Suu Kyi meraih Hadiah Nobel Perdamaian saat jadi korban penindasan junta militer ketika dia jadi pemimpin oposisi Myanmar. Suu Kyi diharapkan masyarakat internasional jadi pembela komunitas tertindas, tapi bungkam atas nasib komunitas Rohingya di negaranya.
Kritikan keras terhadap Suu Kyi, salah satunya disuarakan media Bangladesh, Dhaka Tribune , dalam editorialnya, hari Senin (21/11/2016) yang berjudul “ Come together for the Rohingyas ”.
“Penaklukan dan penindasan brutal terhadap komunitas Rohingya terus terjadi meskipun pemerintah Aung Sun Suu Kyi berada di kekuasaan,” bunyi editorial itu. “Ini adalah realitas mengerikan dari komunitas minoritas ini yang mendiami negara bagian Rakhine, Myanmar,” lanjut editorial tersebut.
Bangladesh telah mengecam keras pemerintah Suu Kyi, karena komunitas Rohingya jadi korban penganiayaan militer Myanmar ketika hendak melarikan diri dari Rakhine ke Bangladesh.

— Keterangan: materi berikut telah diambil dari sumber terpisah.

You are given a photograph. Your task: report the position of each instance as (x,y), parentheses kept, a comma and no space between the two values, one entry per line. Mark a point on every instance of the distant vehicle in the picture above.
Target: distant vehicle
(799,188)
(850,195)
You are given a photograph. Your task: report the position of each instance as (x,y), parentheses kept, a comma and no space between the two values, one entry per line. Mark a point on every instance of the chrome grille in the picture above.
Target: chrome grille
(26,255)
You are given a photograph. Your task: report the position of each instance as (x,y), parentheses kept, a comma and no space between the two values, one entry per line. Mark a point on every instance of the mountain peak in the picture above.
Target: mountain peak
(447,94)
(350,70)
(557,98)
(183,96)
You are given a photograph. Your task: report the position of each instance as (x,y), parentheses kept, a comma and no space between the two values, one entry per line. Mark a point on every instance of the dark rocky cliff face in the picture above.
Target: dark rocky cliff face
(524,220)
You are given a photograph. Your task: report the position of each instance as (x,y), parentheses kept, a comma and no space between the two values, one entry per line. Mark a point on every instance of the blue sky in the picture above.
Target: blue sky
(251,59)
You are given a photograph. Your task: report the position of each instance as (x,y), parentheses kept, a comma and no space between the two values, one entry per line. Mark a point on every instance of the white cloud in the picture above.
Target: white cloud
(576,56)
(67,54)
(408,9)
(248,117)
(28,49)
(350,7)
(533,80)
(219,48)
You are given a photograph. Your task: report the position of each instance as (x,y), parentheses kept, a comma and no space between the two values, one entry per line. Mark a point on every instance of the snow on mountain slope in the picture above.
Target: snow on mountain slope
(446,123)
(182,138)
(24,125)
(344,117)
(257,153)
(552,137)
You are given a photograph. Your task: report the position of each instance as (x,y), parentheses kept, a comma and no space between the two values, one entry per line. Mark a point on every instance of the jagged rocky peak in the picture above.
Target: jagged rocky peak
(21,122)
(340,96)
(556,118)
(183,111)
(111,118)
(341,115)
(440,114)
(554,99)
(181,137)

“Yang lebih bermasalah adalah bagaimana Myanmar terus menyangkal keadaan ini, meskipun bukti menyatakan sebaliknya,” kritik media Bangladesh itu. ”Ini sangat memalukan bahwa bangsa itu terus berperilaku dengan cara ini meskipun kemarahan internasional terhadap taktik yang tidak manusiawi tersebut,” lanjut kritik tersebut mengacu pada pemerintahan Suu Kyi.
Pemerintah Bangladesh berencana menjatuhkan sanksi perdagangan yang ketat pada Myanmar kecuali komunitas Rohingya diperbolehkan kembali ke tanah air mereka dan diberikan hak yang sama sebagai warga negara Myanmar.

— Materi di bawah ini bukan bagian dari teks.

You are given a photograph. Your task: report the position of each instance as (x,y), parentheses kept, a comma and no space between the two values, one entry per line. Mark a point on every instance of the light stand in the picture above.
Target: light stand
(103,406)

“Penganiayaan terus terjadi pada komunitas Rohingya Myanmar, tidak hanya suara buruk dari Myanmar, tapi dari seluruh dunia. Tidak bisa lagi dunia berpangku tangan dan menonton,” imbuh kritik editorial itu.
Konflik antara etnis Rohingya dan mayoritas penduduk Myanmar yang mayoritas beragama Budha seolah tak berkesudahan. Puluhan ribu warga Rohingya terlunta-lunta mengungsi ke negara lain, termasuk Indonesia.
Di Myanmar, etnis Rohingya tak diakui sebagai warga negara. Mereka kesulitan memperoleh akses kesehatan, pendidikan dan perumahan yang layak. Kekerasan juga terus terjadi.
Secara umum orang berpendapat, krisis Rohingya di Myanmar adalah masalah agama. Tetapi menurut Kepala bidang penelitian pada South Asia Democratic Forum, Siegfried O Wolf, krisis ini lebih bersifat politis dan ekonomis.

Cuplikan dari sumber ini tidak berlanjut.